- The Washington Times - Thursday, July 31, 2003

The federal government suspended business with telecommunications giant MCI Worldcom yesterday after an investigation found that the company lacked internal controls and ethics.

MCI’s government contracts are valued at more than $1 billion a year and are the lifeline of the company’s faltering business, which is now in a New York bankruptcy court.

The decision was prompted by a scandal that broke out last month involving accusations that MCI had manipulated long-distance calls to avoid competitors’ access fees. Worldcom also was involved in a record-breaking $11 billion accounting scandal last year.

“It is important that all companies and individuals doing business with the federal government be ethical and responsible,” said Stephen Perry, administrator of the General Services Administration, which is in charge of choosing government contractors.

The Bush administration came under pressure from critics in Congress for continuing to do business with Worldcom, although it had quickly barred Enron, Arthur Andersen, and other companies implicated in equally massive scandals last year.

“The GSA has made the right decision in taking decisive action to protect the American taxpayers from doing business with a company that has demonstrated a flagrant lack of ethics,” said Senate Governmental Affairs Committee Chairman Susan Collins, Maine Republican, who had asked the administration last month to review Worldcom’s status.

“This decision reinforces a sound principle: to do business with the federal government, a company must uphold satisfactory ethical standards, not only with the government itself, but also in its business activities generally,” she said.

MCI said it will not challenge the decision.

“Today’s announcement will not affect MCI’s existing contracts with state and federal government customers who can continue to count on us to provide the industry’s best service and support,” MCI Chairman Michael Capellas said.

“We are in the process of rebuilding our ethics program, and understand that there is still more work to do.”

After WorldCom was driven into bankruptcy by the accounting scandal last year, it said it would adopt the name of its MCI long-distance division in a bid to clean up its image.

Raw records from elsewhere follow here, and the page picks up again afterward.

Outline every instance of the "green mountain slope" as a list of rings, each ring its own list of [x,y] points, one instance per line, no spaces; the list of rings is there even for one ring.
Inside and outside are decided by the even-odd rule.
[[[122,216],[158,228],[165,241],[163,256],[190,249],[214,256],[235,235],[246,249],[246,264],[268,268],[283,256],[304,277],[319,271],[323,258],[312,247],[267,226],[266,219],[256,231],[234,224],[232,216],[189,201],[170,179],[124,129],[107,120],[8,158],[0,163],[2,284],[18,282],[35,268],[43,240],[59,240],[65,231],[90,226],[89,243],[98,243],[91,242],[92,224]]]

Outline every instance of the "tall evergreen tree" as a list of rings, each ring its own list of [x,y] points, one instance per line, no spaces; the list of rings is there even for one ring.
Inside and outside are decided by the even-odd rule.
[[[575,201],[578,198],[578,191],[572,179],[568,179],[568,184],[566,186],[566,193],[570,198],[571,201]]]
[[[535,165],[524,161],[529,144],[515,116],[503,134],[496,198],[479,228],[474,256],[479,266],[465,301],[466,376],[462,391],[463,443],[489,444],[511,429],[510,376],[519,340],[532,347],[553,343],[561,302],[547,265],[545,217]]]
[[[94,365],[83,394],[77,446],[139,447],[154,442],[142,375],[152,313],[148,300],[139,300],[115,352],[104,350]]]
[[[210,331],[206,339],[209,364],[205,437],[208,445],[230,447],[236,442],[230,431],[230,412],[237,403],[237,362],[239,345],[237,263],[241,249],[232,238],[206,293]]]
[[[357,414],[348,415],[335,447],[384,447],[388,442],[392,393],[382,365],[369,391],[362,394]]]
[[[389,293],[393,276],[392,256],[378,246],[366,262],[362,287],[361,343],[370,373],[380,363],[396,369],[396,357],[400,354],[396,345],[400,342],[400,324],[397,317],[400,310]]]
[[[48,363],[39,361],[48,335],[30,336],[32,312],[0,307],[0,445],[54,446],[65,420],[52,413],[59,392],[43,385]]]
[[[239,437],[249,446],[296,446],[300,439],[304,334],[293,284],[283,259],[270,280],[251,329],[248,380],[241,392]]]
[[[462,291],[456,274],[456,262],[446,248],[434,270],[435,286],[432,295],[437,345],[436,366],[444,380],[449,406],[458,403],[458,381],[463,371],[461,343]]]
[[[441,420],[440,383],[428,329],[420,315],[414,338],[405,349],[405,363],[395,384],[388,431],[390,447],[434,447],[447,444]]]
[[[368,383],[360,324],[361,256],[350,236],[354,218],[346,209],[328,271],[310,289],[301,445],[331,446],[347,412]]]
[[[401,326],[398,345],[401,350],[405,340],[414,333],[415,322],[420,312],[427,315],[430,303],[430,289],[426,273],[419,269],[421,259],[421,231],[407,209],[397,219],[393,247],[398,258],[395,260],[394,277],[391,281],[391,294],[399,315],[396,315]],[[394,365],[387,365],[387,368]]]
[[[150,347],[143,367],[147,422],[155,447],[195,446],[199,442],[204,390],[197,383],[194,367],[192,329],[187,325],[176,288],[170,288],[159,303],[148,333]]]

But with the latest scandal, MCI’s name has become tainted as well.

A bankruptcy court is considering efforts by the company to emerge from Chapter 11 bankruptcy protection, but the decision yesterday appears likely to deal a blow to the company’s struggle to survive.

Worldcom, once among the fastest-growing and most aggressive players in the telecom and Internet boom, is accused of falsifying balance sheets to hide expenses and inflate earnings. Its collapse and bankruptcy wiped out up to $200 billion in shareholder wealth.

The latest scandal intensified this week when MCI’s competitors, including AT&T; Corp. and Verizon Communications Inc., accused it of routing long-distance calls through Canada to avoid paying local access charges. The Justice Department is investigating.

Critics and competitors say the government was too lenient with the company by continuing to award it work, while fashioning a $750 million securities-fraud settlement with Worldcom that appeared carefully designed to keep the huge contractor in business.

Worldcom provided extensive Internet services to sensitive federal agencies, including the departments of Defense, State and Veterans Affairs, the Social Security Administration and the Federal Deposit Insurance Corp. This spring it won an exclusive contract to build a wireless phone network in Iraq.

This article is based in part on wire service reports.